Alkaline water typically has a pH between 8 and 9.5, compared to tap water’s usual range of 6.5 to 8.5. Some mineral waters are naturally alkaline because of the rock they flow through. Others are artificially adjusted with added minerals or electrolysis. Your body tightly regulates blood pH regardless of what you drink, so the pH of your water doesn’t meaningfully change your body’s acid-base balance. Some people find alkaline water easier on the stomach, but there’s no strong evidence it prevents disease or improves hydration beyond what regular water does.

Hydrogen water, electrolyte-enhanced water, and other specialty products carry price tags that far exceed any demonstrated benefit for healthy people. If you exercise intensely or sweat heavily, adding a pinch of salt and a squeeze of citrus to regular water replaces the same electrolytes at a fraction of the cost.

Choosing What Works for You

Start with your local water quality report. If your municipal water meets EPA standards and your home plumbing is in good shape, a simple carbon filter is the most cost-effective upgrade. It removes the things most likely to affect taste and safety while preserving the minerals your body uses. If you’re on well water or live in an area with known contamination, a reverse osmosis system with a remineralization cartridge handles the heavy lifting without leaving your water mineral-free.

If you prefer bottled water, look for brands that list mineral content on the label.
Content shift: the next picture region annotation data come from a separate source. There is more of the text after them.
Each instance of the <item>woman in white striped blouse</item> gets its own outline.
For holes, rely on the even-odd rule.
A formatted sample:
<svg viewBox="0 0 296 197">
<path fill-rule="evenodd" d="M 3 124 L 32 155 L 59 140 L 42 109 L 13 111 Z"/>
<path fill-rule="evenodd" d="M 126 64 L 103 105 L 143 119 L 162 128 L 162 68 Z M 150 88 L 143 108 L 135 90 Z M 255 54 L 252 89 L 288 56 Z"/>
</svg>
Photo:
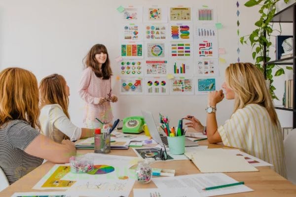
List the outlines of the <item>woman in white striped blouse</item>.
<svg viewBox="0 0 296 197">
<path fill-rule="evenodd" d="M 209 94 L 206 133 L 209 142 L 222 142 L 273 164 L 275 170 L 286 177 L 281 126 L 271 97 L 261 71 L 251 63 L 231 64 L 226 69 L 222 85 L 225 97 L 234 99 L 230 118 L 218 127 L 216 105 L 224 98 L 222 90 Z M 196 131 L 204 127 L 187 116 L 186 123 Z"/>
</svg>

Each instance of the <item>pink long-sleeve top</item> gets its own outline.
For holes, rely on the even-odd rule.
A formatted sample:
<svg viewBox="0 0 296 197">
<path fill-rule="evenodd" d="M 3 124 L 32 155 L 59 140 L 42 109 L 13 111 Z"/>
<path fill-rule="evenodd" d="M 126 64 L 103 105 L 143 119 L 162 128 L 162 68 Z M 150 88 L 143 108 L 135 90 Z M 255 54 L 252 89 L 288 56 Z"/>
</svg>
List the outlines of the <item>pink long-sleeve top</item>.
<svg viewBox="0 0 296 197">
<path fill-rule="evenodd" d="M 106 123 L 111 122 L 113 115 L 110 101 L 98 104 L 100 97 L 109 98 L 108 94 L 112 95 L 111 77 L 103 79 L 96 76 L 90 67 L 83 70 L 80 82 L 79 94 L 86 102 L 83 116 L 83 122 L 86 119 L 94 121 L 98 118 Z"/>
</svg>

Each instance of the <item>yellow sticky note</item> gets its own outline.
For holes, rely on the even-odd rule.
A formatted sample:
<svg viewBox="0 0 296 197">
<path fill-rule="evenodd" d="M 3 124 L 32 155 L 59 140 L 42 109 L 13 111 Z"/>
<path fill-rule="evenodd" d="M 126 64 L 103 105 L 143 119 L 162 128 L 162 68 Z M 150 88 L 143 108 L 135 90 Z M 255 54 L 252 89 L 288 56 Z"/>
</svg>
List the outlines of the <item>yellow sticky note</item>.
<svg viewBox="0 0 296 197">
<path fill-rule="evenodd" d="M 226 60 L 224 58 L 219 58 L 219 62 L 220 62 L 220 63 L 225 64 Z"/>
<path fill-rule="evenodd" d="M 169 79 L 172 79 L 174 78 L 174 75 L 172 74 L 169 74 L 167 75 L 167 78 Z"/>
</svg>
European mineral waters with moderate mineralization deliver genuinely useful amounts of calcium and magnesium. North American spring waters vary enormously, so check the numbers rather than trusting the imagery on the label. Either way, glass bottles avoid the microplastic issue that comes with plastic packaging.

The single most important factor is drinking enough water, period. Two liters a day from almost any safe source keeps you well hydrated. But if you’re choosing between options of equal convenience and cost, water that still contains its minerals gives you a small, steady health advantage that compounds over years.